Volviendo a la extensión del poder de compra en la esfera capitalista: esta extensión sólo es concebible, evidentemente, porque la venta del producto suplementario (armamento) es puramente ficticia. Efectivamente, no se puede comparar este pseudo-consumo capitalista con el que implicaba la aparición de nuevos compradores no capitalistas, que en el pasado contribuyeron de manera tan importante al desarrollo prodigioso de la acumulación capitalista. Decimos bien: venta ficticia, porque en ningún momento se traduce concretamente en una realización económica que asegure al productor-vendedor la reconstitución de los elementos que componen el producto. Aquí entramos en el mecanismo de la producción de guerra. Y la naturaleza y el alcance social de esta última exigen que comparemos este mecanismo con el de la producción ordinaria. Sabemos que un ciclo productivo termina con la venta del producto en el mercado. Sólo entonces se realiza la plusvalía incorporada en el producto, es decir, se intercambia por el oro o por lo que sea, y así se consuma verdaderamente la explotación del proletariado. Este es también el momento en el que se dan las condiciones para empezar un nuevo ciclo productivo. Incluso es posible llevar a cabo una reproducción ampliada, pues el Capitalismo no sólo encuentra en el mercado todos los elementos del proceso anterior, sino también los que le permiten desarrollar la producción tras convertir en capital una fracción de la plusvalía*. Quien dice reproducción ampliada dice acumulación capitalista, y esto es así porque la producción, en su conjunto, responde indirectamente (a través del mercado) a las necesidades sociales, y se solventa con unos resultados positivos superiores a los del ciclo anterior. Para que exista ampliación (o incluso mera reproducción simple), basta con que el producto responda a una función económica real, que aparezca bajo unas formas que se puedan emplear de nuevo en la producción (máquinas,materias primas, productos de consumo), unas formas que no hacen más que materializar las inversiones de capital constante y capital variable. En cambio, si hay plétora de tambores y trompetas a expensas de los objetos indispensables o simplemente útiles, entonces es que existen toda una serie de mórbidos fenómenos que están descomponiendo el organismo social.

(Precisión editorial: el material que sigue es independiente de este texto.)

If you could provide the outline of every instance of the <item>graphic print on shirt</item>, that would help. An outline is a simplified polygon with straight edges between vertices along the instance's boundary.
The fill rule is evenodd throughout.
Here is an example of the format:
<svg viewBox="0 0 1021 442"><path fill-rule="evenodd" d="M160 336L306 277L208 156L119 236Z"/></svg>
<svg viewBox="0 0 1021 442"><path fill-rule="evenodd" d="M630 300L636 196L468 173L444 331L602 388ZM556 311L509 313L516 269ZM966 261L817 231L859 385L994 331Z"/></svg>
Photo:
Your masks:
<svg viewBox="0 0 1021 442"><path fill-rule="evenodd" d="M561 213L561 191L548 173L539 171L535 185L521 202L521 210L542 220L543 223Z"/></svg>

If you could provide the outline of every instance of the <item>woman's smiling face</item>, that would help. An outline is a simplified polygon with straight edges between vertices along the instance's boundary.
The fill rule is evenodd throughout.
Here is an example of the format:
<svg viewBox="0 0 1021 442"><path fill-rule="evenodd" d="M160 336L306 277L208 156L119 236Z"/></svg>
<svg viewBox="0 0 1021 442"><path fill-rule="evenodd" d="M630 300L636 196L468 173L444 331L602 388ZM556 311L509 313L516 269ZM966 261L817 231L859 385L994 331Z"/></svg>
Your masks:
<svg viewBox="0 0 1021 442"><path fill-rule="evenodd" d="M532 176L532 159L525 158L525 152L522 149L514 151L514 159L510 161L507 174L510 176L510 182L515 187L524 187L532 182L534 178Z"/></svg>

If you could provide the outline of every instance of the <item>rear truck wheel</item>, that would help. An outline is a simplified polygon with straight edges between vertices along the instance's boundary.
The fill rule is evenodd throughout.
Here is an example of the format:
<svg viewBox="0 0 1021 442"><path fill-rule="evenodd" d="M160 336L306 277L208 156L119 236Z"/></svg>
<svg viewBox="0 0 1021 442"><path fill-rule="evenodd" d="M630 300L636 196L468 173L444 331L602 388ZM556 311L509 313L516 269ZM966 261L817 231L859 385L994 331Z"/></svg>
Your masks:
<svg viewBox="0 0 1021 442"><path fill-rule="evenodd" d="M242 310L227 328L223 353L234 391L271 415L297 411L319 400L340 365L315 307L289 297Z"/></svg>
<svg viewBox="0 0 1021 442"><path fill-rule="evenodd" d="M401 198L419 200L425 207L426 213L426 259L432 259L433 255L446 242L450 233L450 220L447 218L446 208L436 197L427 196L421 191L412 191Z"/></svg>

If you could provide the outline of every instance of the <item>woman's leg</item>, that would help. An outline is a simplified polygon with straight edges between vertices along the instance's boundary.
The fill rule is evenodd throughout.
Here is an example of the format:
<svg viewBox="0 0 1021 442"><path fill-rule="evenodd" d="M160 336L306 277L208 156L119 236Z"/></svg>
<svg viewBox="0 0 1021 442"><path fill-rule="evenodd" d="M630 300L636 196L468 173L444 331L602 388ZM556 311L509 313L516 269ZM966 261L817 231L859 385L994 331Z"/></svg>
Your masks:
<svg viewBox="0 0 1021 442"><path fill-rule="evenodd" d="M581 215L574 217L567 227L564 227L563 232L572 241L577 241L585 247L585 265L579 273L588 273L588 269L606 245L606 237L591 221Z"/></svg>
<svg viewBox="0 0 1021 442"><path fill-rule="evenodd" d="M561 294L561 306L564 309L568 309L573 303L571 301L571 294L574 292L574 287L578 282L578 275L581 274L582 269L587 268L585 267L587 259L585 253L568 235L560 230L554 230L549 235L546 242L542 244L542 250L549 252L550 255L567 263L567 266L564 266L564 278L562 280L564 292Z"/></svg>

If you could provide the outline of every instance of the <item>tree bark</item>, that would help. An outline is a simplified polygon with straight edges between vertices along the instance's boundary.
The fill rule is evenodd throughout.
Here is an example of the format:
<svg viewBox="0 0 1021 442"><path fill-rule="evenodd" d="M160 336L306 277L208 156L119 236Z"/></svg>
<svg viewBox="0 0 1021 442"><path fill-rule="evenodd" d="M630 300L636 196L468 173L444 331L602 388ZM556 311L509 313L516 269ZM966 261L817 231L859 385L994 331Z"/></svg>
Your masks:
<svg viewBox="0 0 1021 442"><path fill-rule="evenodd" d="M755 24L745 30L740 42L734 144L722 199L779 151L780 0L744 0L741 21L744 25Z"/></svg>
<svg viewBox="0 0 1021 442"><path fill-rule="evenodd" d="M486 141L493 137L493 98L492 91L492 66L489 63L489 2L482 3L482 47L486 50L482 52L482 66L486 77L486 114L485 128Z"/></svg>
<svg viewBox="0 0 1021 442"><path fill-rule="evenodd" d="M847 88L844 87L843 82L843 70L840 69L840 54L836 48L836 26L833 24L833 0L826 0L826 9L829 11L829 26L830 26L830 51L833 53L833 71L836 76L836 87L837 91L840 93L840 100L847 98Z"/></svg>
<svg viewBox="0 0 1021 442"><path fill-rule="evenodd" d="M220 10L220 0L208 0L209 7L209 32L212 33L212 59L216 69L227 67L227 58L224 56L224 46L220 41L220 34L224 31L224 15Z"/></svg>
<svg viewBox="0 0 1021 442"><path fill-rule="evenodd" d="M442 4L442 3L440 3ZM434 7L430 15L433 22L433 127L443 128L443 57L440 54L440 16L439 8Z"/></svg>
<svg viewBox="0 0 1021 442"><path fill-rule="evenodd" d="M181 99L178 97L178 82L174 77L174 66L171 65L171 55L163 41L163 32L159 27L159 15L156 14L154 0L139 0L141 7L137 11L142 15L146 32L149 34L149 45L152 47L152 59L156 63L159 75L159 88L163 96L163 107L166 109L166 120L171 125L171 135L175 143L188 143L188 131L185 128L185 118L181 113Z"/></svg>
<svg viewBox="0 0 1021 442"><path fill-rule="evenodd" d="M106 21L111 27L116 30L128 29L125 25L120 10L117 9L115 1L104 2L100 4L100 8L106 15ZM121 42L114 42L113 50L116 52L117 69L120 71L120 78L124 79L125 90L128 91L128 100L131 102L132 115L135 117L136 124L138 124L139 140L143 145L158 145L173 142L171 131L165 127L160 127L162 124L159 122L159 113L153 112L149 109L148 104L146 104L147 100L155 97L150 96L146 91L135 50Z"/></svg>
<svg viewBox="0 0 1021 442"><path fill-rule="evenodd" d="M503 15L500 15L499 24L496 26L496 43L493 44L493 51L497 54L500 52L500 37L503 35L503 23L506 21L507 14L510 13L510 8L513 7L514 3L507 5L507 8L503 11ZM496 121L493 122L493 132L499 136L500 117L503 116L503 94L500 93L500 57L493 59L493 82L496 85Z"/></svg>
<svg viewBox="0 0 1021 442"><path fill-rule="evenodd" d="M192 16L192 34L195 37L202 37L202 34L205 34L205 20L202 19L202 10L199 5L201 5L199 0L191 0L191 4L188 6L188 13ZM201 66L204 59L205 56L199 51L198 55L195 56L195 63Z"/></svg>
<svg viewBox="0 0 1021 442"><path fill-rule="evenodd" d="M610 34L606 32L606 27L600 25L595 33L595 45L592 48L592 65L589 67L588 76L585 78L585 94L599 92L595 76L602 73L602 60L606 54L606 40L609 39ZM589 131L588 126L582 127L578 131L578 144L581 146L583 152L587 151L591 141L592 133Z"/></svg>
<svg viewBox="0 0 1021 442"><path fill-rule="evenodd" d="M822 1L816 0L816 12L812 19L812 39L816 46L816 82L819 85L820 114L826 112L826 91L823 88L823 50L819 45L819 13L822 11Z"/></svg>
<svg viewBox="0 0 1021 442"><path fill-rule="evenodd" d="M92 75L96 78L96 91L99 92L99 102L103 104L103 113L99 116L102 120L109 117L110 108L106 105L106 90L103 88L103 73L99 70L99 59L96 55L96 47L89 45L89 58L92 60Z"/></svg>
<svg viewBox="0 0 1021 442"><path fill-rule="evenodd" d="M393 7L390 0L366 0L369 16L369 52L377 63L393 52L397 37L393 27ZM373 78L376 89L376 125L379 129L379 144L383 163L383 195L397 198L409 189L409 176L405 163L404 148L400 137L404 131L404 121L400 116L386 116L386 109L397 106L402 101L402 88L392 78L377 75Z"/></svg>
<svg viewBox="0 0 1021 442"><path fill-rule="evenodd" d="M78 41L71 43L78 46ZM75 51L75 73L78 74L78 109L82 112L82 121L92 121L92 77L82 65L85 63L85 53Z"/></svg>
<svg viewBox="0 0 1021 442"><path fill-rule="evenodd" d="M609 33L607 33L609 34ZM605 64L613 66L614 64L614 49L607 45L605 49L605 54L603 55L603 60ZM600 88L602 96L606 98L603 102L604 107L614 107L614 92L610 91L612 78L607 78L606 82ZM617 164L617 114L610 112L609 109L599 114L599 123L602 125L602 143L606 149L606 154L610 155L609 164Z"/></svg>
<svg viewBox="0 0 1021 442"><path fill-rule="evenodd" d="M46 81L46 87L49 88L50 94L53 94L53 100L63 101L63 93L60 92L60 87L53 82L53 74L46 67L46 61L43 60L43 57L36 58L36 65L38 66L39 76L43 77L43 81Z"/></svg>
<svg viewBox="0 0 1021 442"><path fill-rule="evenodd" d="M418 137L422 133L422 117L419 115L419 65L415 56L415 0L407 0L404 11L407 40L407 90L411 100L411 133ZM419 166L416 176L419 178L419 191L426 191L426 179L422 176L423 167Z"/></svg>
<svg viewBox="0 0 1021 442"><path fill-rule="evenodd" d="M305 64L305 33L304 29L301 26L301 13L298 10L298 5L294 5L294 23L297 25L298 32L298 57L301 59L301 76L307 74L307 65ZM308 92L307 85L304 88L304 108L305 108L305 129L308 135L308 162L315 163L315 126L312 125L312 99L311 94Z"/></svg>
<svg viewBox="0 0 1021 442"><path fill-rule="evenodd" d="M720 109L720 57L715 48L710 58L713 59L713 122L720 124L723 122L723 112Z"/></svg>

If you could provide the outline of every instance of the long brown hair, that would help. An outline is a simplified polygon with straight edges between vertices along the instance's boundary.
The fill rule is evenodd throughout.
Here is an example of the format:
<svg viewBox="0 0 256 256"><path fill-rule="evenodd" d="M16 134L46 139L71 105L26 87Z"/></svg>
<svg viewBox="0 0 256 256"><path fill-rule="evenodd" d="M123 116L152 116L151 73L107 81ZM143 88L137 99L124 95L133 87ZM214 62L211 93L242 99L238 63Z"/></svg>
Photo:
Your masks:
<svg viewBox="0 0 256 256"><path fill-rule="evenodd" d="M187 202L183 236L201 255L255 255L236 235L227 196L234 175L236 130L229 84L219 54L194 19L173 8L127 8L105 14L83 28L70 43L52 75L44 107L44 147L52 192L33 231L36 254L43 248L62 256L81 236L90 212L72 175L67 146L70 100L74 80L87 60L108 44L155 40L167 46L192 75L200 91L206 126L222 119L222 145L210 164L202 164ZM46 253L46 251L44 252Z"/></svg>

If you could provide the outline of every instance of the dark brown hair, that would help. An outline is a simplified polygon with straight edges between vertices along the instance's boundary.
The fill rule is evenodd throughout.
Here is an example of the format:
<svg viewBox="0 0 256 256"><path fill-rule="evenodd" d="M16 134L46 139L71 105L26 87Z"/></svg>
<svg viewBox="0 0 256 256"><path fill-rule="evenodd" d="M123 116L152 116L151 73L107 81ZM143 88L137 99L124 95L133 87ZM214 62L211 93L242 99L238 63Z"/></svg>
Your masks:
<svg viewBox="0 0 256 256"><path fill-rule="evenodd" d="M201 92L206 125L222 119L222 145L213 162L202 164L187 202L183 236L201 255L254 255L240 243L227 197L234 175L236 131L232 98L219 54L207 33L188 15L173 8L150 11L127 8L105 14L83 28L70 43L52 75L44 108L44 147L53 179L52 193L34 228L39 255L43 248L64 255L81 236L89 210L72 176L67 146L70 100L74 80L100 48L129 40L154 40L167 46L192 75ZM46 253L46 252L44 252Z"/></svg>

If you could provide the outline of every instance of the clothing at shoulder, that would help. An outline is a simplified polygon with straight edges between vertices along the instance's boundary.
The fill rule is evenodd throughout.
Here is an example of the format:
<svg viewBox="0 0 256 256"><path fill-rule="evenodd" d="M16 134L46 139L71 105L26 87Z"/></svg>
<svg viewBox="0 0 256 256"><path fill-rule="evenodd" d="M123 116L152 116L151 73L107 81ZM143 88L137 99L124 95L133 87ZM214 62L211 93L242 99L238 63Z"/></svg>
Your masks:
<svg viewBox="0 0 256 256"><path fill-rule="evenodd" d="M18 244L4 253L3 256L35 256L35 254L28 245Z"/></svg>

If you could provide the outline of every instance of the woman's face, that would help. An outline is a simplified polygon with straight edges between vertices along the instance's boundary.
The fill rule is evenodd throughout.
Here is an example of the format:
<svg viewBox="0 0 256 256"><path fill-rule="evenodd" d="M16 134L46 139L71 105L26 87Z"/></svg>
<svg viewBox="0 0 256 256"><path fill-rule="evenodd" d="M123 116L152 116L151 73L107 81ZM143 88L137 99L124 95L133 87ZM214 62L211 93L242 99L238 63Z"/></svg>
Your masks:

Con la economía de guerra nos encontramos precisamente ante una de esas manifestaciones orgánicas y fisiológicas que engendran la descomposición y la consunción. Estamos ante un proceso que se encamina hacia el hundimiento bajo el impulso de la velocidad adquirida, y que por tanto no se puede detener o hacer retroceder. El Capitalismo está atrapado por un engranaje del que no puede escapar. Desde luego que si la economía de guerra puede escapara los azares del mercado es porque se vende por anticipado al Estado, por lo que podemos considerar que se “consume” incluso antes de existir. La organización que la condiciona, además, coordina en una medida enorme los factores inestables del funcionamiento capitalista: precios, salarios, beneficios, inversiones; resumiendo, engloba una producción “socialista” cuya plena expansión ya hemos constatado en Alemania y en la URSS. Por eso la contradicción específica y mortal de la economía de guerra no se encuentra en el terreno de su financiación u organización, sino en el propio centro del mecanismo productivo y en el desarrollo de las fases sucesivas de su reproducción.* Para simplificar el análisis, suponemos que toda la producción se vende a un precio que se corresponde con su valor y que existe un equilibrio entre la esfera productiva de medios de producción y la de medios de consumo.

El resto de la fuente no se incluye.